I then converted the text to binary using mod 2 arithmetic and found the distributions of two-character sequences.
Quote:
00: 0.233396584440228
01: 0.311195445920304
10: 0.311195445920304
11: 0.142314990512334
00: 0.226691042047532
01: 0.297989031078611
10: 0.297989031078611
11: 0.175502742230347
00: 0.223042836041359
01: 0.280649926144756
10: 0.282127031019202
11: 0.212703101920236
00: 0.242748091603053
01: 0.274809160305344
10: 0.274809160305344
11: 0.206106870229008
I noticed that 01 and 10 are always higher than 00 or 11. (They're also always very close to having the same probability, though I wasn't sure what to do with this.) This suggests a simple algorithm for guessing the next bit with greater than 50% accuracy would be to simply guess the other bit: if you are given a 1, guess a 0 (and vice versa).
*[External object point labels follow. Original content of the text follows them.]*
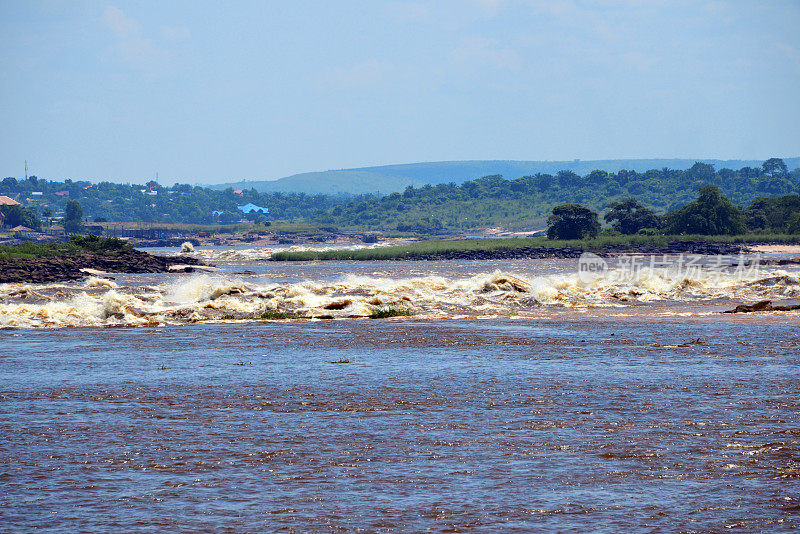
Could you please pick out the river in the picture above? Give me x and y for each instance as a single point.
(515, 398)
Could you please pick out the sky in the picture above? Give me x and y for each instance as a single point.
(212, 92)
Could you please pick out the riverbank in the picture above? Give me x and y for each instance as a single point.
(490, 249)
(74, 260)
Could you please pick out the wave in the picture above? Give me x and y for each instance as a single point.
(100, 302)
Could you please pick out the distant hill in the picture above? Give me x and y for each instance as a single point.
(389, 178)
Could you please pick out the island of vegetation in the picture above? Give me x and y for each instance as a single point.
(78, 258)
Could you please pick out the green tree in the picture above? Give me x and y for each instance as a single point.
(628, 216)
(774, 167)
(572, 221)
(710, 214)
(73, 217)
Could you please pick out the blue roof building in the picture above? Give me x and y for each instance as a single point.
(250, 208)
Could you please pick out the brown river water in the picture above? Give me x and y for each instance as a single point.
(516, 398)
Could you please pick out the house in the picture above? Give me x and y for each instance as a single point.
(250, 208)
(24, 230)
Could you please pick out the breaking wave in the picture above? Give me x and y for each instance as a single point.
(100, 302)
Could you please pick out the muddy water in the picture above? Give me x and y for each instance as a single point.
(649, 415)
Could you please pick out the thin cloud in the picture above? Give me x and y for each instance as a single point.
(176, 33)
(119, 24)
(479, 51)
(129, 43)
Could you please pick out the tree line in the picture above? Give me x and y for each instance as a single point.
(521, 203)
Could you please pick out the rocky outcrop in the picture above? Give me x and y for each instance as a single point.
(41, 270)
(764, 305)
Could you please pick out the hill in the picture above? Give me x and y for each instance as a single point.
(387, 179)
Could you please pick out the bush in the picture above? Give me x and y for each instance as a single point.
(572, 221)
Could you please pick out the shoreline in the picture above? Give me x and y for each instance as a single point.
(709, 248)
(70, 267)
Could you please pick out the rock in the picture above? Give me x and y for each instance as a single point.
(764, 305)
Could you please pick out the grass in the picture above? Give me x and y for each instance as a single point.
(382, 312)
(274, 315)
(443, 246)
(76, 245)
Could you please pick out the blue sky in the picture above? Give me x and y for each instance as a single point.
(218, 91)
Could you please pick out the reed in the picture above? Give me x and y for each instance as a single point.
(442, 246)
(382, 312)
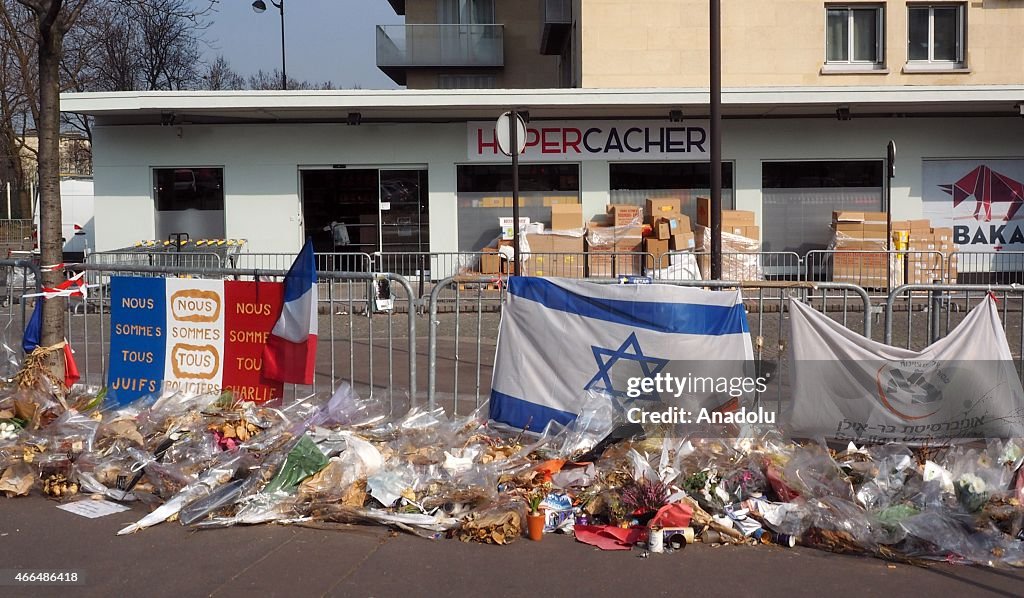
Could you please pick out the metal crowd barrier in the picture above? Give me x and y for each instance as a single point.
(16, 231)
(876, 270)
(18, 278)
(356, 342)
(328, 262)
(462, 334)
(943, 306)
(982, 267)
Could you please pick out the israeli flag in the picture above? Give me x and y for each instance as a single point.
(562, 340)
I then created four strings of flail-text (each 680 characters in length). Here were the distribution results:
Quote:
00: 0.222058823529412
01: 0.260294117647059
10: 0.261764705882353
11: 0.254411764705882
00: 0.254411764705882
01: 0.239705882352941
10: 0.239705882352941
11: 0.264705882352941
00: 0.222058823529412
01: 0.282352941176471
10: 0.283823529411765
11: 0.210294117647059
00: 0.263235294117647
01: 0.245588235294118
10: 0.245588235294118
11: 0.244117647058824
This means that if on any given bit, I was given the bit and told to guess the next one, I would have been correct 51.7% of the time if given a 0, and I would have been correct 51.4% of the time if given a 1. In other words, it fails the "next-bit" test.
Obviously, my sample size is small. I understand that I'm not proving anything. I'm merely suggesting that this limited evidence suggests that statistical distribution is a problem for this method.